There are more than enough ocean energy projects in the works to meet the European Offshore Renewable Energy Strategy’s target of 100 MW by 2025, according to Ocean Energy Europe (OEE). 17 major projects are already in progress, representing over 160 MW of clean energy and €1.2bn of investment. But the clock is ticking: to get these projects over the finish line, the European Commission and Member States must deliver now on the Strategy’s key commitment of coordination on financial support.
Today, the Commission was presented with the industry knowledge it needs to kick off its collaboration with national & regional authorities: a detailed pipeline of the 17 wave and tidal projects that could hit EU waters by the end of 2025. There is no more time to lose in getting started – for projects to deploy by 2025, financial support needs to be in place within the next two years. This confidential study details the financial, technical and regulatory aspects of these projects, and makes recommendations for action at the EU level.
Catharina Sikow-Magny, Director at the Commission’s Energy DG received the publication today, ahead of her speech at the ‘Target 2025’ event, alongside MEPs Morten Petersen and Seán Kelly.
Ocean energy can help to decarbonise Europe. It can support variable renewables like wind and solar, deliver new jobs in deprived coastal regions, speed up oil & gas companies’ transition, and reinforce Europe’s position as a global economic champion in the field of renewable energy. In short, ocean energy embodies the core values of the European Green Deal. This is precisely why the Commission has set ambitious targets for the sector in its Strategy, and why they must now be delivered.

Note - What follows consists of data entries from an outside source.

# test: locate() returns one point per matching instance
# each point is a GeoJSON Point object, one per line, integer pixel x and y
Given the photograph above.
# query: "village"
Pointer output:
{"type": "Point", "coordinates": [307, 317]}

Ocean Energy Europe’s CEO, Rémi Gruet, commented:
“10% of the time to 2025 has already passed since the Strategy’s publication – now the Commission needs to turn its ambitious objectives into tangible actions. This new study serves as a ‘how to’ guide to do just that. Bringing transformational decarbonised new energy sources to market is exactly the kind of situation where European cooperation – the EU’s reason for existence – must come into its own.”